Orang-orang melewati kami menuju kelas, barangkali menatap kami, tapi aku nyaris tak menyadari
keberadaan mereka. "Hmmm.'" Ia berhenti untuk meraih rambutku yang terlepas dari ikatan di leherku
dan menyelipkannya ke tempatnya. Jantungku memburu. "Kurasa kau bisa mengatakan
ya untuk pertanyaan pertama... kalau kau tidak keberatan - itu lebih mudah
daripada penjelasan lainnya."
"Aku tak keberatan," kataku pelan.
"Dan untuk pertanyaan yang satu lagi... Well, aku akan mendengar jawabannya
langsung darimu." Salah satu ujung bibirnya membentuk senyuman yang sangat
kusuka. Aku tak cukup cepat untuk menunjukkan reaksiku. Ia sudah berbalik dan
berlalu. "Sampai ketemu saat makan siang," ujarnya seraya menoleh ke belakang. Tiga orang
yang berjalan ke pintu berhenti untuk menatapku.
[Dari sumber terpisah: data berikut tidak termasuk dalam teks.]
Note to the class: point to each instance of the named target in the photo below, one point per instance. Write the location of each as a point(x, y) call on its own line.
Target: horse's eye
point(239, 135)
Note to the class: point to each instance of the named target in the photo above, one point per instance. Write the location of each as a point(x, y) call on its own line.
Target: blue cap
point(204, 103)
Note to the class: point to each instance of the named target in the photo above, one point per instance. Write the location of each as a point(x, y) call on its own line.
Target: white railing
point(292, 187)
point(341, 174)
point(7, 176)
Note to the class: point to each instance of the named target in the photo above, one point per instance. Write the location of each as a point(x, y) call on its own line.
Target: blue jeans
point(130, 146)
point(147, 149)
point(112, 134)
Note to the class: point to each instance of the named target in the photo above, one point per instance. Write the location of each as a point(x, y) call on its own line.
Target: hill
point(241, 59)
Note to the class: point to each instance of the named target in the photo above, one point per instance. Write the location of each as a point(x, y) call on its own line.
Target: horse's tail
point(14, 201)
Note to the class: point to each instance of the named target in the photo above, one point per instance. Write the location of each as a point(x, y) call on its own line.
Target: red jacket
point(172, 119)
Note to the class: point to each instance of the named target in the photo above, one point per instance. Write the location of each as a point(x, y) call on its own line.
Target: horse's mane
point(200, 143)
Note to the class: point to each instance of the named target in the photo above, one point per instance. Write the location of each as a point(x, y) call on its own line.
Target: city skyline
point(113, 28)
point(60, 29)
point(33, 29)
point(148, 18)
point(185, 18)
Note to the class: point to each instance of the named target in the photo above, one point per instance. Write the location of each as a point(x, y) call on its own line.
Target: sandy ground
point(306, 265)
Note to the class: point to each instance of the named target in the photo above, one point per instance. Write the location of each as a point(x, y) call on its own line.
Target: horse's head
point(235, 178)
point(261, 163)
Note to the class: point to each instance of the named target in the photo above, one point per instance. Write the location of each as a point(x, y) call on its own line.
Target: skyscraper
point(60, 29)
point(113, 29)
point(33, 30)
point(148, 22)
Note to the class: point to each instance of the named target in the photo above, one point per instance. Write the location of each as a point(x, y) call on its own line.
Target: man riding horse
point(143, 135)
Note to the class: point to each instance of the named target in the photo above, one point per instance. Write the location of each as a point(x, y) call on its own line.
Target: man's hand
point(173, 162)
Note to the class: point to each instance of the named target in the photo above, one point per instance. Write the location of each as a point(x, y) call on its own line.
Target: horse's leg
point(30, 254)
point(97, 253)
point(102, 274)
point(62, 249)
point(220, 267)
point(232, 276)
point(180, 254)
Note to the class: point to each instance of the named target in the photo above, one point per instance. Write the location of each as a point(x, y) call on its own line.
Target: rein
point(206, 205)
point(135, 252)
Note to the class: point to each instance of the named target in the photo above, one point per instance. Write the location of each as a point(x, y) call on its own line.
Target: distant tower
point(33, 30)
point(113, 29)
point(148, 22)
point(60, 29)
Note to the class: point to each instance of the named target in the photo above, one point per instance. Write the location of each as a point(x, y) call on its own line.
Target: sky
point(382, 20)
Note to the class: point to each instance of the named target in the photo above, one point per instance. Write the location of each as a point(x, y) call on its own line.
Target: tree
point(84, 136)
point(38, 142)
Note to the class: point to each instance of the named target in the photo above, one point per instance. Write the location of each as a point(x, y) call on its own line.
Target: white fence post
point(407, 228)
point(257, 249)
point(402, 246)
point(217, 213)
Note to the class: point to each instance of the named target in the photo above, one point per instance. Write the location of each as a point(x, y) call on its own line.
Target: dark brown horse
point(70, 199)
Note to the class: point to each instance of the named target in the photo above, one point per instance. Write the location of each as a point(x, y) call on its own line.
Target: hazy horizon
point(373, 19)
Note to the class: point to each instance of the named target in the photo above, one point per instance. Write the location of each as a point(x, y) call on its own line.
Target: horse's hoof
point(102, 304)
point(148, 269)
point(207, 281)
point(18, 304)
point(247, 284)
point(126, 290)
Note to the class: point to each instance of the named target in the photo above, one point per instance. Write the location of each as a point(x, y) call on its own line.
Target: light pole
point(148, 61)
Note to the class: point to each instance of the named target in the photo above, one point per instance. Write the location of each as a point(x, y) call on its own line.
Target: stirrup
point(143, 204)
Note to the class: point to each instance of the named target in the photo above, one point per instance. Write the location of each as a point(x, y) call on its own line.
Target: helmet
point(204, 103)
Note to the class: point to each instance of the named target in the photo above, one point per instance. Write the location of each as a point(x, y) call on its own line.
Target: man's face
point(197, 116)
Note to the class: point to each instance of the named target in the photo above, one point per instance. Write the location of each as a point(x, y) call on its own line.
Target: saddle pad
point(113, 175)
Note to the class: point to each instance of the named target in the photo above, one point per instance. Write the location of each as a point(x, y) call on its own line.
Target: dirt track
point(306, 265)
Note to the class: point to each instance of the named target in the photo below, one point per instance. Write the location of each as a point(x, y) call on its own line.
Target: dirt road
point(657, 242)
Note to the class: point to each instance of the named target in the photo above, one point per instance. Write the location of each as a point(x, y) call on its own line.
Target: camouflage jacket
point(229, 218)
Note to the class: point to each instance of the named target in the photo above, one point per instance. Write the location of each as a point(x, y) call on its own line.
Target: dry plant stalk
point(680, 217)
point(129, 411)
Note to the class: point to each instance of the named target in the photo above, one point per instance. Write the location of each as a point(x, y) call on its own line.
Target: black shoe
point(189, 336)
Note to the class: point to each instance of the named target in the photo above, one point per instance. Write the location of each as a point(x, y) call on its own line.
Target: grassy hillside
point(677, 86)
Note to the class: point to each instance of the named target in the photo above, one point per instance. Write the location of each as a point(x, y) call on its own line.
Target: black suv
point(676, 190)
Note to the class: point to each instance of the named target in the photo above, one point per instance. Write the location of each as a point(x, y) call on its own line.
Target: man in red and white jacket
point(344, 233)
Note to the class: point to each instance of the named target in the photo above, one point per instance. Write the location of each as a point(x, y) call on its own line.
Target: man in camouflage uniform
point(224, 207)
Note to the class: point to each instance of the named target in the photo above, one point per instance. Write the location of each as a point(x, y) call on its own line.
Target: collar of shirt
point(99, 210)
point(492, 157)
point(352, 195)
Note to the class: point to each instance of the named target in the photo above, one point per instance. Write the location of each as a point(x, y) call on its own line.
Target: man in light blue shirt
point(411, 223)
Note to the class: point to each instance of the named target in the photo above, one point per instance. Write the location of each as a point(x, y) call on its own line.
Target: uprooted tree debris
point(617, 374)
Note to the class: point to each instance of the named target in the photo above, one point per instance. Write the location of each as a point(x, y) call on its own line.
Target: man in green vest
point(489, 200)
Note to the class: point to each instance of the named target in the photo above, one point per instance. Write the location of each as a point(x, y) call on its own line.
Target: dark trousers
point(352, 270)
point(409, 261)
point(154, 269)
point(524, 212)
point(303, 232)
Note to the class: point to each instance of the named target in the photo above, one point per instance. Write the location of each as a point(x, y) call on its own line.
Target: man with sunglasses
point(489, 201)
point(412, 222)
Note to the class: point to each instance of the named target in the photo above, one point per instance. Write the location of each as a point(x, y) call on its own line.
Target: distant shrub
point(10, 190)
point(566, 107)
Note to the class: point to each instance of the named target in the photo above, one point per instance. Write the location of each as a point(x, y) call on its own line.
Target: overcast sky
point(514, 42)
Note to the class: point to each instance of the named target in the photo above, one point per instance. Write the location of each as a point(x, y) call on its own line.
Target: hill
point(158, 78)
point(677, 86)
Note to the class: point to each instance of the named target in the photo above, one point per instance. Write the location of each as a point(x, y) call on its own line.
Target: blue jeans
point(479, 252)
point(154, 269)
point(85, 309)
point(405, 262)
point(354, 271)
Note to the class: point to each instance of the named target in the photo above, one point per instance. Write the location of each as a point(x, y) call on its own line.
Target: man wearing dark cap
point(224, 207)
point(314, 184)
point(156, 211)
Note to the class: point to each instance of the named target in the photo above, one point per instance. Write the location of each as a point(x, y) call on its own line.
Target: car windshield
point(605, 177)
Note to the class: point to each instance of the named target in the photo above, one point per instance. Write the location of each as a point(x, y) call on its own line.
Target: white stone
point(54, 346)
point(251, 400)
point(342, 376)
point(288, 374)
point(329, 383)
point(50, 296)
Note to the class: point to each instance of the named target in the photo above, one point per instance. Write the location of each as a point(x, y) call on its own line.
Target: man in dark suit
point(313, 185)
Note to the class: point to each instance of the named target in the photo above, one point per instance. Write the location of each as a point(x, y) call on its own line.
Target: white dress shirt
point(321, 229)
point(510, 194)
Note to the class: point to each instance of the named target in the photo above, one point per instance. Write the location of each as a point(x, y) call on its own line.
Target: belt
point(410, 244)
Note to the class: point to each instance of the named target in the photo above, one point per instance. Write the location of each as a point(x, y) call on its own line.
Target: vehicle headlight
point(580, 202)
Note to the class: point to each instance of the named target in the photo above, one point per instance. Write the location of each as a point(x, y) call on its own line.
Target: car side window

Aku bergegas memasuki kelas, wajahku merah padam dan malu. Dasar curang.
Sekarang aku bahkan lebih khawatir lagi tentang apa yang akan kukatakan pada
Jessica. Aku duduk di bangkuku yang biasa, karena kesal kubanting tasku.
"Selamat pagi, Bella," sapa Mike, yang duduk di sebelahku. Aku mendongak dan
melihat raut aneh dan pasrah di wajahnya. "Bagaimana di Port Angeles?"
"Yah..." tak ada cara yang bagus untuk menyimpulkannya. "Hebat," jawabku
sekenanya. "Jessica membeli gaun yang sangat keren."
"Apa dia bilang sesuatu tentang Senin malam?" tanyanya, matanya bersinar-sinar.
Aku tersenyum mendengar pertanyaan itu.
"Katanya dia benar-benar menikmatinya," aku meyakinkannya.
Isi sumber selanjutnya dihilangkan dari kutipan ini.